Berkshire

Red kites flourishing in Reading because people feed them, study finds

Injured Red Kite Image copyright North Yorkshire Police
Image caption The birds were re-introduced in 1989 after having been absent in England and Scotland for almost 100 years.

Red kites are increasing in number because people are feeding them in their back gardens, a university study has found.

Professor of Ecology Mark Fellowes said Reading and the surrounding Chilterns area were a "benign environment" for the birds.

The birds were re-introduced in 1989 after having been absent in England and Scotland for almost 100 years.

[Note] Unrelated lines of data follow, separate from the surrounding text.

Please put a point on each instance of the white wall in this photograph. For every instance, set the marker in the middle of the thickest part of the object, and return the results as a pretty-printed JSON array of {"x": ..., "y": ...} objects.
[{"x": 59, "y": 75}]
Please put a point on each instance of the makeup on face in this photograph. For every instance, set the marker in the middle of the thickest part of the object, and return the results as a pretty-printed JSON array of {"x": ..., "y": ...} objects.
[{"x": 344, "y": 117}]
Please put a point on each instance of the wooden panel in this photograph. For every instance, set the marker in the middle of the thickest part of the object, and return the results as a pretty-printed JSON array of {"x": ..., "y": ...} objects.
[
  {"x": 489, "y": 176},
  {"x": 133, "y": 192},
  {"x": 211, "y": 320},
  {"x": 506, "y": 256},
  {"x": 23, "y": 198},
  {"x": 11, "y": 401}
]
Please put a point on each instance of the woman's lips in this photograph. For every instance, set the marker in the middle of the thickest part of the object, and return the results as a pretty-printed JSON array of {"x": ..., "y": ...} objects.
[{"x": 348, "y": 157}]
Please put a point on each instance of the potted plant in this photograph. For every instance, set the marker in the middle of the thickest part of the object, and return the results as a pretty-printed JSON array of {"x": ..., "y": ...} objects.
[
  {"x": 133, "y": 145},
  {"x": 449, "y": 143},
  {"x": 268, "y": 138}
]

In parts of the world, they are at risk of being shot by farmers.

Professor Fellowes, of the University of Reading, said: "Driving through the suburbs, it's not unusual to see 20 red kites circling over a house, because people are feeding them.

"There's no need to feed them, there's plenty of road kill out there, but I understand why people do it as they are such magnificent creatures up close."

Image copyright Dean Bricknell
Image caption Red kites have the highest degree of legal protection under Schedule 1 of the Wildlife and Countryside Act 1981

Professor Fellowes has been carrying out research over the past year in Reading, surveying 1,000 households.

He found people were feeding the birds either raw chicken or meat.

A previous study in 2012 by Professor Fellowes and Dr Mel Orros found just over 4% of households were feeding the birds.